I’m not so sure about me. The old legs are shaky tonight. Muscles ache and I have a slight cramp in the arch of my foot, where it rested on the rung—when it wasn’t climbing up or down the rest of the rungs.
I had a different scenario in mind when I insisted we save the old window. It involved one trip up the ladder. It involved one trip down the ladder.
No one wants to cover ground they’ve already covered. Like Longfellow’s blacksmith, we want to see something attempted and something done. Just like that—all on the same day.
Try. Do. Wipe your hands.
Tomorrow, I’ll go up the ladder again. And very possibly, the next day, I’ll go up the ladder again.
And, in that realization, I see before me the analogy of my existence these days.
Each morning finds me in the same valley, looking up at the job I know must be done. The mountain must be climbed, tasks will be attempted, but it seems certain the goal won’t be reached.
Weary and frustrated, I’ll slide down the mountainside one more time, only to tackle it again tomorrow. The words Mr. Shakespeare put into the mouth of Macbeth centuries ago make their way even now into my own: Tomorrow, and tomorrow, and tomorrow.
Hmmm. One might get the idea I’m discouraged. Perhaps, even angry.

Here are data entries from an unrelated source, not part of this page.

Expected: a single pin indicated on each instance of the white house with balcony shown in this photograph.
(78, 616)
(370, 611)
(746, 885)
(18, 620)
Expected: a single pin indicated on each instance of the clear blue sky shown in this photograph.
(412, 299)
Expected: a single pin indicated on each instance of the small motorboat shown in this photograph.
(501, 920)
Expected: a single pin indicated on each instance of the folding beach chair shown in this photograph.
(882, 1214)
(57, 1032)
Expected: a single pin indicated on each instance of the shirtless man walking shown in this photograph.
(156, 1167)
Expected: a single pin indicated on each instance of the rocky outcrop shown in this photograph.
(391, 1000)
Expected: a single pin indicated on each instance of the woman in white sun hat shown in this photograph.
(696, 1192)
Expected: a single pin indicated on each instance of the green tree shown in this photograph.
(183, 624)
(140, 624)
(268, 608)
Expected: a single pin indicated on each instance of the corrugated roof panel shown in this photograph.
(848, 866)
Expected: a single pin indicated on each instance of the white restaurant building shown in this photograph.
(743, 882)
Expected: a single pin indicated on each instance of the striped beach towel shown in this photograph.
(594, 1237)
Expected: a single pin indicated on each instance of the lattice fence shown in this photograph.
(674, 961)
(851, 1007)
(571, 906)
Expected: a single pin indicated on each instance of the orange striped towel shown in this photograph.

I have been. Both of them.
As I did today when I descended the ladder for the last time, I have looked up and have seen, not the progress which has been made, but the great amount of the task yet to be accomplished.
Standing on the ground, looking up this afternoon, even after hearing my contractor friend praise my attempts, it was easy to wonder why I even considered reviving that old window.

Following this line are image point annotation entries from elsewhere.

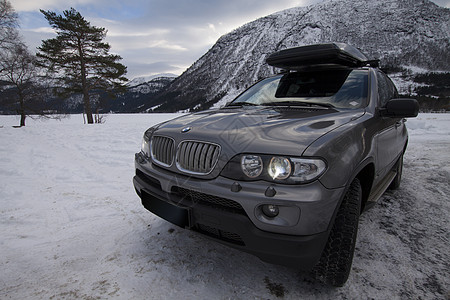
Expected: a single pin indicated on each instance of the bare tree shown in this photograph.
(8, 26)
(20, 72)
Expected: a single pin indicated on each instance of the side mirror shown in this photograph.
(401, 108)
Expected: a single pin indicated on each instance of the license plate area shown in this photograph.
(175, 214)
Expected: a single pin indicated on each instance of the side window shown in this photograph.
(386, 89)
(392, 87)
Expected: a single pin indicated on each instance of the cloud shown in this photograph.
(152, 35)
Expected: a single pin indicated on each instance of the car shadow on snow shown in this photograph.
(196, 262)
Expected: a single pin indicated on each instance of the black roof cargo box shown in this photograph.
(333, 53)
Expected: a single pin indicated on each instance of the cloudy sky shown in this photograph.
(155, 36)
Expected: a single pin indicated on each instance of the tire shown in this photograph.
(395, 184)
(335, 263)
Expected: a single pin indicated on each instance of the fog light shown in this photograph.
(270, 210)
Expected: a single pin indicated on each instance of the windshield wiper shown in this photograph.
(299, 103)
(240, 104)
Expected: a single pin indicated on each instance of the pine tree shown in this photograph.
(79, 58)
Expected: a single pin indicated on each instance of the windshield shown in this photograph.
(341, 88)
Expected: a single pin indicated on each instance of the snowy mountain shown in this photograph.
(146, 79)
(406, 35)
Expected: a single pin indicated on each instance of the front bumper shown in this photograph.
(210, 207)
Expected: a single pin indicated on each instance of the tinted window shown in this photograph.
(339, 88)
(386, 89)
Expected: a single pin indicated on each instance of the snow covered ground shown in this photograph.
(71, 225)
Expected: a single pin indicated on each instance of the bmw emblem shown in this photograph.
(186, 129)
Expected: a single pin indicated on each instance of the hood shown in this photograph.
(282, 131)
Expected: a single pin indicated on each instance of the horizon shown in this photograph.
(157, 36)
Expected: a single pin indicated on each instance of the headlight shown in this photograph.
(251, 165)
(279, 168)
(145, 146)
(286, 170)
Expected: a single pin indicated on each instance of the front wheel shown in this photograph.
(335, 263)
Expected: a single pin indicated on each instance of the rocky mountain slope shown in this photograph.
(409, 36)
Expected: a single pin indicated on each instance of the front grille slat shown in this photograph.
(162, 150)
(197, 157)
(195, 197)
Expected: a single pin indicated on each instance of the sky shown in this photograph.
(155, 36)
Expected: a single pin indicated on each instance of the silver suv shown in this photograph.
(284, 170)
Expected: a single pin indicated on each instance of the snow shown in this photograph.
(144, 79)
(72, 226)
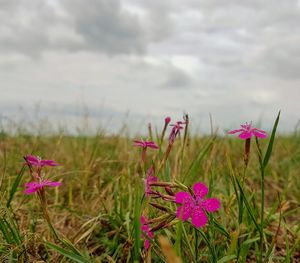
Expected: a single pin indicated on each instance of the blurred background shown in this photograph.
(103, 63)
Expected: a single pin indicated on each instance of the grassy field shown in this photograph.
(94, 216)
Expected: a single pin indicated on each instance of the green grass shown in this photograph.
(96, 210)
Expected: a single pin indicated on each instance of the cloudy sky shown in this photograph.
(238, 60)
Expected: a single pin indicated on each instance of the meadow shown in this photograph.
(95, 214)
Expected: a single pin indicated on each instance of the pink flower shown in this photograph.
(146, 232)
(39, 162)
(247, 131)
(167, 120)
(145, 144)
(195, 206)
(175, 130)
(149, 179)
(33, 187)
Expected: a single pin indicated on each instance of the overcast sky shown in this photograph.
(238, 60)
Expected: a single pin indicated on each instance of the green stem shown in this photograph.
(262, 212)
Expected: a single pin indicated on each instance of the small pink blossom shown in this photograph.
(195, 206)
(145, 144)
(33, 187)
(146, 232)
(167, 120)
(39, 162)
(247, 131)
(175, 130)
(149, 179)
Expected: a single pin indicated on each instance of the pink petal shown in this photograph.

What an astonishing waste of time! How do I justify the effort and expense?
As I put away the tools and my ladder, a thought hit me. They do that, you know.
I wonder what it looks like from inside the room?
I won’t say I was awestruck. I wasn’t. Still, as I stepped off the top step into the room, the difference was surprising. Light, from the sunny Spring sky, filled the room. All the dingy impediment of the old panes was a thing of memory.
Now, we’re getting somewhere!
Sometimes, all it takes is to look at the thing from a different perspective. We’ve been looking at it from the same side for so long, we can’t see how close we are to reaching the goal.
Tomorrow will be another day. The journey still beckons, in all of its unromantic tedium.
I’ll climb the ladder again. And again.
It’s how the light gets inside.
Toiling, rejoicing, sorrowing,
Onward through life he goes;
Each morning sees some task begin,
Each evening sees it close
Something attempted, something done,
Has earned a night’s repose.
(from The Village Blacksmith ~ Henry Wadsworth Longfellow ~ American poet ~ 1807-1882)
Patient endurance is what you need now, so that you will continue to do God’s will. Then you will receive all that he has promised.
“For in just a little while,
the Coming One will come and not delay.
And my righteous ones will live by faith…”
(Hebrews 10: 36-38 ~ NLT)
© Paul Phillips. He’s Taken Leave. 2017. All Rights Reserved.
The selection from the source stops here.